1.2 Bij beslissing van 29 november 2013 heeft de plaatsvervangend voorzitter van de raad de klacht kennelijk ongegrond verklaard, welke beslissing op 2 december 2013 aan partijen is verzonden.

1.3 Bij brief gedateerd 5 december 2013, ontvangen op 12 december 2013, heeft klager verzet ingesteld tegen de beslissing van de plaatsvervangend voorzitter.

1.4 Het verzet is behandeld ter zitting van de raad van 14 april 2014 in aanwezigheid van klager. Verweerster was met bericht van verhindering afwezig. Van de behandeling is proces-verbaal opgemaakt.

1.5 De raad heeft kennisgenomen van:

 - de beslissing van de voorzitter waarvan verzet en van de stukken waarop

   de beslissing blijkens de tekst daarvan is gegeven;

 - het verzetschrift van klager van 5 december 2013;

 - de brief van klager van 19 december 2013, ontvangen op 2 januari 2014 met bijlagen;

 - de brief van klager d.d. 16 februari 2014, ontvangen op 19 februari 2014;

 - de brief van klager d.d. 22 februari 2014, ontvangen op 3 maart 2014;

 - de brief van klager d.d. 26 februari 2014, ontvangen op 3 maart 2014;

 - de brief van klager d.d. 27 februari 2014, ontvangen op 3 maart 2014;

 - de brief van klager d.d. 7 maart 2014, ontvangen op 11 maart 2014;

 - de brief van klager d.d. 24 maart 2014, ontvangen op 27 maart 2014.

2 FEITEN

Voor de beoordeling van de klacht en het verzet wordt, gelet op de stukken en hetgeen ter zitting is verklaard, van de volgende feiten uitgegaan:

2.1 Verweerster heeft klager bijgestaan in een strafzaak.

2.2 Klager heeft zelf op 31 mei 2013 een verzoek tot Algemeen Verlof ingediend.

2.3 Dit verzoek is op 4 juni 2013 afgewezen.

2.4 Bij brieven van 5, 14 en 15 juli 2013 heeft klager zich bij de deken beklaagd over verweerster.

3 KLACHT EN VERZET

3.1 De klacht houdt, zakelijk weergegeven, in dat verweerster heeft gehandeld in strijd met de tuchtrechtelijke norm van artikel 46 Advocatenwet.

3.2 Klager verwijt verweerster meer in het bijzonder dat zij:

a. niet gereageerd heeft op klagers faxen inzake de afwijzing van het verlof, waardoor klager de mogelijkheid is misgelopen om beroep in te stellen tegen deze afwijzing;

b. klager niet goed heeft bijgestaan in zijn strafzaak.

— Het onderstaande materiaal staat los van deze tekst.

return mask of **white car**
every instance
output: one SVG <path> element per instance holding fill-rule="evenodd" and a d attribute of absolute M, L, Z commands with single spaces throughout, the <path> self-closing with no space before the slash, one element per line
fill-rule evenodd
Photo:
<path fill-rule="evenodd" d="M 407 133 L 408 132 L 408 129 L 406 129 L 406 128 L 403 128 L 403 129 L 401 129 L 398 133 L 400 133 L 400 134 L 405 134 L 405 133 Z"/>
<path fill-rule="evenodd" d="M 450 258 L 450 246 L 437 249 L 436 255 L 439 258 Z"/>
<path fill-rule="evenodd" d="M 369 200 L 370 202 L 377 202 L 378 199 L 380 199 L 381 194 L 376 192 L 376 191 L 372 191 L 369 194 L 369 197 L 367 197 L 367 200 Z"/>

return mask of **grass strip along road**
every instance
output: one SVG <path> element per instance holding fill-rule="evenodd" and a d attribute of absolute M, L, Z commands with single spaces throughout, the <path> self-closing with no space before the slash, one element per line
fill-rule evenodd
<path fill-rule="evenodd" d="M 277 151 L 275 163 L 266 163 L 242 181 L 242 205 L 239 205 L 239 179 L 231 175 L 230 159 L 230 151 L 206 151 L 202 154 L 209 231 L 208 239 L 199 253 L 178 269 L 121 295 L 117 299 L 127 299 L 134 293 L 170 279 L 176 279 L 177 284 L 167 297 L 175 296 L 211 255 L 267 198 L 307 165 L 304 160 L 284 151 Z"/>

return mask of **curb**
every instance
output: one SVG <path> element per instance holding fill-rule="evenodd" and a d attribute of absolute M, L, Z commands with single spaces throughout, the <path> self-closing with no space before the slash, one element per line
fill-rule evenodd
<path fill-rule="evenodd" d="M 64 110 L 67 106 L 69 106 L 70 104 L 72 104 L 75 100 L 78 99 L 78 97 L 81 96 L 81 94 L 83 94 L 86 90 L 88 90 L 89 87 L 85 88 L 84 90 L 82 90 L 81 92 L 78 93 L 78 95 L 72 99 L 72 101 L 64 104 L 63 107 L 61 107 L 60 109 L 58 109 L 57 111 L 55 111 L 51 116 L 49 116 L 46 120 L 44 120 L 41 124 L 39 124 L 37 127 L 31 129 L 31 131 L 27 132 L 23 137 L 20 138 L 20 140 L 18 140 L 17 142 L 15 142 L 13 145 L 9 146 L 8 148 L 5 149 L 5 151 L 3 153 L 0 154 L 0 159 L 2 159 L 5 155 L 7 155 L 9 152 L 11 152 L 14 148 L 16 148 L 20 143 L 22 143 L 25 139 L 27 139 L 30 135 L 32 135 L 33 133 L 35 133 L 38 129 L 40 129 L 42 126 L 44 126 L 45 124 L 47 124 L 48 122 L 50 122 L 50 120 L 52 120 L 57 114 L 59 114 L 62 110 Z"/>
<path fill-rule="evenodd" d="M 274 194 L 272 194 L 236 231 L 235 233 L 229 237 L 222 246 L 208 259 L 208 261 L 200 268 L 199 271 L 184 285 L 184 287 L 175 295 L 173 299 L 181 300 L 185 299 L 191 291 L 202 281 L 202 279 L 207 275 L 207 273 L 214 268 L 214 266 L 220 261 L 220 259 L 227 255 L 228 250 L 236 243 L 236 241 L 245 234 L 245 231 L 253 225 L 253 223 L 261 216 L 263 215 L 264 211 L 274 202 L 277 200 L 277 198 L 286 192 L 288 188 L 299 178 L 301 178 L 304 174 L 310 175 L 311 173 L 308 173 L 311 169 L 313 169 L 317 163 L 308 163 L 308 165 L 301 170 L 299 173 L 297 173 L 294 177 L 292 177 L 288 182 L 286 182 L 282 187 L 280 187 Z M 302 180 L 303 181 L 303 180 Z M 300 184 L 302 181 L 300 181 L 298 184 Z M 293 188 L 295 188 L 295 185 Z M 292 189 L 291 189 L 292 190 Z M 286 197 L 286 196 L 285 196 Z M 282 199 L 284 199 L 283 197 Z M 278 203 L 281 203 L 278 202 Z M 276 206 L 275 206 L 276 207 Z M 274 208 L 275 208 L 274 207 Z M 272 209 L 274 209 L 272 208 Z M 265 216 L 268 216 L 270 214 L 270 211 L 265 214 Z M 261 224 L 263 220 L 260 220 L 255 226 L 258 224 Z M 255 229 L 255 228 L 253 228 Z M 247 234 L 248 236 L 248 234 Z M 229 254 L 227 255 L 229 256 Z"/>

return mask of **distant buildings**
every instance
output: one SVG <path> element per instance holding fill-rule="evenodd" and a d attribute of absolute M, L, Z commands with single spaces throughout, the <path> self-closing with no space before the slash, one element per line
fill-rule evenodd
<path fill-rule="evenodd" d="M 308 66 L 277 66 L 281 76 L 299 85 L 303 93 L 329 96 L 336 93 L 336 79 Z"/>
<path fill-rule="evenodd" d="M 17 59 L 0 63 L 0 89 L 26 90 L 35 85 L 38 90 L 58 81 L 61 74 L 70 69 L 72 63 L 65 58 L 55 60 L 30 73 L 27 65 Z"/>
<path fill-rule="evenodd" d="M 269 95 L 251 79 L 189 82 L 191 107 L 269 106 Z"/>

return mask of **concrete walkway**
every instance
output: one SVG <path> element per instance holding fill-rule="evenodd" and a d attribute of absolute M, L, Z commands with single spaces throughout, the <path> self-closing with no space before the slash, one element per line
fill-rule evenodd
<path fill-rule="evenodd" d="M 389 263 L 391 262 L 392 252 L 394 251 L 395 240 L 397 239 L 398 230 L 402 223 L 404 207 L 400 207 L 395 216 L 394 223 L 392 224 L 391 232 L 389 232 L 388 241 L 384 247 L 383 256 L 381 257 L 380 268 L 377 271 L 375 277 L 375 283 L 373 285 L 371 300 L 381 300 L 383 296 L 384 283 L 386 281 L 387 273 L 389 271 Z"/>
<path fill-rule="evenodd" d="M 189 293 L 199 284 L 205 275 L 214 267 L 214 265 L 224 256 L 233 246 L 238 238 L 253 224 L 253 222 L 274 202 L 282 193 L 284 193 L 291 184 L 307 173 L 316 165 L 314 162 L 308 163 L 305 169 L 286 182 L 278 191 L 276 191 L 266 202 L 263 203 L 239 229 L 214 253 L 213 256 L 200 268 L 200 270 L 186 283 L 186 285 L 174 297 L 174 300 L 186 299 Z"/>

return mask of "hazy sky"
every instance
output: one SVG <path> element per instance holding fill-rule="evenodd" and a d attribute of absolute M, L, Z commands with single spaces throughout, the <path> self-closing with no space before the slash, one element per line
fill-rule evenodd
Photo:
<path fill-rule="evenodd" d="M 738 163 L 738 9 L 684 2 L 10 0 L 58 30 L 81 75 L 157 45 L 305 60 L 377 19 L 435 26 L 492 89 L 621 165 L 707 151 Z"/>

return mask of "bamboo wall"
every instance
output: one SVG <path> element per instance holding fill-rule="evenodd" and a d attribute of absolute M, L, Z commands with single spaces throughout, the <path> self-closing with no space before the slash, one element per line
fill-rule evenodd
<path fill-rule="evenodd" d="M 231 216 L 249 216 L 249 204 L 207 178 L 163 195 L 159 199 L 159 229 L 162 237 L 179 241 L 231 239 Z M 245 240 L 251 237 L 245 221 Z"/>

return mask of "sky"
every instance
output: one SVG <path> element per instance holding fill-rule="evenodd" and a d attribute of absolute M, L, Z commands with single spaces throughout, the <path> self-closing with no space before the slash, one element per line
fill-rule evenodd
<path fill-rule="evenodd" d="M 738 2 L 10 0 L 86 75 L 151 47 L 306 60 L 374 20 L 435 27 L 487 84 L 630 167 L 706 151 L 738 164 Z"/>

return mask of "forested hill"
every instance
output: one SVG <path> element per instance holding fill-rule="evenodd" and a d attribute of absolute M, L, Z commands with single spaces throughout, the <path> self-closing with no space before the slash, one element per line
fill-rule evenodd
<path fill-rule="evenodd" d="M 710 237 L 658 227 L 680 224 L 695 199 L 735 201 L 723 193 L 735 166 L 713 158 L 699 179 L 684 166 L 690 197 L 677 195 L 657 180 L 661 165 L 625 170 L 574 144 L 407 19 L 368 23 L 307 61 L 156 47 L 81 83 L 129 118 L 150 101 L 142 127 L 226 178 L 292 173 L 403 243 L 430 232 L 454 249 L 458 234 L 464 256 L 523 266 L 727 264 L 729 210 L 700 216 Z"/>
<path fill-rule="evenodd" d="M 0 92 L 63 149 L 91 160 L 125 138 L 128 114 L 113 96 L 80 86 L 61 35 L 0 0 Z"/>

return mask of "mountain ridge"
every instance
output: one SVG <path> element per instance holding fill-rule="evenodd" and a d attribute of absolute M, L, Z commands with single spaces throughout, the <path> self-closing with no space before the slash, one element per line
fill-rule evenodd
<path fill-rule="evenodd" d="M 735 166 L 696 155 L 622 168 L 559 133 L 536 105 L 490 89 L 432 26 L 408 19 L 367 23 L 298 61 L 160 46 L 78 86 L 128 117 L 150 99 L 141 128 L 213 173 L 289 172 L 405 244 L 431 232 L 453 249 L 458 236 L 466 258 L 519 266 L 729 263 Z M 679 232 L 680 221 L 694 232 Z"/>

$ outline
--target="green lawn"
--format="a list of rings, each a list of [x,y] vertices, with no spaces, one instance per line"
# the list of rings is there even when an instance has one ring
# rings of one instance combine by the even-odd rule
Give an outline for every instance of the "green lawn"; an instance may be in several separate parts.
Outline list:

Ter motivering heeft klager gesteld dat verweerster wilde dat klager zou bekennen, en toen hij dat niet deed niet meer naar hem luisterde. Bovendien heeft verweerster klager (transcriptie van) audioverhoren alleen laten bekijken, terwijl zij op de hoogte was van het feit dat klager op dat moment niet goed kon zien vanwege een behandeling aan zijn ogen. Daarnaast heeft verweerster niet verzocht om medische rapporten en heeft zij ter zitting niet voldoende verweer gevoerd.  

3.3 De gronden van het verzet houden, zakelijk weergegeven, een herhaling in van hetgeen in het dekenonderzoek naar voren is gebracht, waarbij klager zich beklaagt dat er geen onderzoek verricht is.

4 BEOORDELING

4.1 Gelet op de stukken en het verhandelde ter zitting onderschrijft de raad debeoordeling van de plaatsvervangend voorzitter. Hetgeen klager in het verzet heeft aangevoerd is niet meer dan een uitwerking en herhaling van de eerdere klacht en dit leidt niet tot een ander oordeel dan de plaatsvervangend voorzitter heeft gegeven.

5 BESLISSING

De raad van discipline verklaart het verzet ongegrond.

Aldus gewezen door mr. C.H. van Breevoort-de Bruin, voorzitter, mrs. P.O.M. van Boven-de Groot, W.P. Brussaard, R. de Haan, J.P. Heinrich, leden, bijgestaan door mr. A.H. van Haga als griffier en uitgesproken ter openbare zitting van 16 juni 2014.

griffier voorzitter                     

Deze beslissing is in afschrift op 17 juni 2014 per aangetekende brief verzonden aan:

- klager

- verweerster

- de deken van de Orde van Advocaten in het arrondissement Rotterdam

- de deken van de Nederlandse Orde van Advocaten.

Van deze beslissing kan geen hoger beroep bij het Hof van Discipline worden ingesteld.